O ye who have not consulted your intellectual property attorney, take heed! The Secretary does not evaluate your trade name for anything more than to determine whether it is identical to another name previously registered to do business in the same state. And they hardly need vary to pass muster.
The Secretary does not evaluate the name to consider whether it can distinguish your company from another or under the “likelihood of confusion” legal standard, which asks whether consumers viewing your name and recalling another are likely to be confused as to the identity of a business or the source of the goods and services offered.
If that failure to distinguish, that confusion as to source, or an objection by others seems likely, then “doff thy name” and make one less enemy. (II, ii, 47.) “By any other name, would a rose smell as sweet?” (II, ii, 44.) Just so, your company called by a different name would “retain that dear perfection which it owns without [the offending] title.” (II, ii, 46.)
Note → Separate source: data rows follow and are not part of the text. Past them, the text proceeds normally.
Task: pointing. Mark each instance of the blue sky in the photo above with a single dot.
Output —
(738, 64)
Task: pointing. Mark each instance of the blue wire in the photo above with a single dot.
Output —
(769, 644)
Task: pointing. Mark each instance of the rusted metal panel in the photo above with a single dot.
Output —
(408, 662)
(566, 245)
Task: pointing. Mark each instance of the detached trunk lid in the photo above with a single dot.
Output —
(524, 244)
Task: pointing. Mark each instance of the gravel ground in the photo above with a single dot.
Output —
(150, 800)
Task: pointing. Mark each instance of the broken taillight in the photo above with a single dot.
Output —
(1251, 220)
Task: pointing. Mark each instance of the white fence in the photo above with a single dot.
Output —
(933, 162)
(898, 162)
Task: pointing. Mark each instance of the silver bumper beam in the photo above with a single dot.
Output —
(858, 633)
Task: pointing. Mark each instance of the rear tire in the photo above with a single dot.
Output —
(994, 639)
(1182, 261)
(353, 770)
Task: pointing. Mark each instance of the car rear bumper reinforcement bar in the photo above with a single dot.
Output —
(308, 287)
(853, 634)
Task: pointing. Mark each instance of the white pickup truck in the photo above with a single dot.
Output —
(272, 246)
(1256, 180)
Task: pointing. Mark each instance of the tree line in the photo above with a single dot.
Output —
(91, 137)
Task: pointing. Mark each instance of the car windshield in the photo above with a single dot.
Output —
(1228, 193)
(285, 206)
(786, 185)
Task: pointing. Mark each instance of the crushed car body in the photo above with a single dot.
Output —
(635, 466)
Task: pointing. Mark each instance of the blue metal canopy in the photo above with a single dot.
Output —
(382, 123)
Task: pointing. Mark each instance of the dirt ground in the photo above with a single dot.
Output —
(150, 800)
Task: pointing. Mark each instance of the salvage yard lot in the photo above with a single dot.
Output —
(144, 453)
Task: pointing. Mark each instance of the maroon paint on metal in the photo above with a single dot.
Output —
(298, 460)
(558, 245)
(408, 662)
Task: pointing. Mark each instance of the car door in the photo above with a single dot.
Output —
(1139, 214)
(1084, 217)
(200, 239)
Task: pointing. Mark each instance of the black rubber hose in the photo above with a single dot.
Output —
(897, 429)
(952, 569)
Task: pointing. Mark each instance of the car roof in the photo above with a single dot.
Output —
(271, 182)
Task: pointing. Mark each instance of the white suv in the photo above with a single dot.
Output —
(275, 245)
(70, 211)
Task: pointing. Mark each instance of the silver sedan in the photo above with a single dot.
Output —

Consider building business goodwill, which is an intangible asset of value, in a name that is arbitrary or suggestive of some quality your company conveys and by which it distinguishes itself.
Descriptive terms can also serve as trade names but can be harder to distinguish from others until sufficient recognition has been created in the mind of the consumer so that confusion is not likely. That recognition is often referred to as “secondary meaning.” And yes, these are like the legal standards by which courts determine trademark infringement. You might consider avoiding trademark or service mark infringement as well.
That leaves copyright infringement to consider in your design elements, typically created in-house or by your advertising firm. Know the terms of any agreements permitting your use of the design and whether the artwork is original. Courts evaluate copyright infringement depending in part on access and substantial similarity. If the artwork is original, then it is less likely, although not impossible, that the artist had access to the copyright owner’s work.
The best strategy is to commission a comprehensive search and to obtain a legal clearance opinion for adoption and use of your trade name, looking into state registrations, common law uses, federal trademark applications and registrations, domain names, web sites and others and even other countries if your business is international.
This initial step can be hard to justify at the beginning of a venture unless one considers the cost of changing names after having invested in advertising, building consumer recognition and business goodwill, and starting over later with no money and no goodwill.
Better to make smart choices in the beginning. Make that offending trade name “no part of thee.” (II, ii, 48.)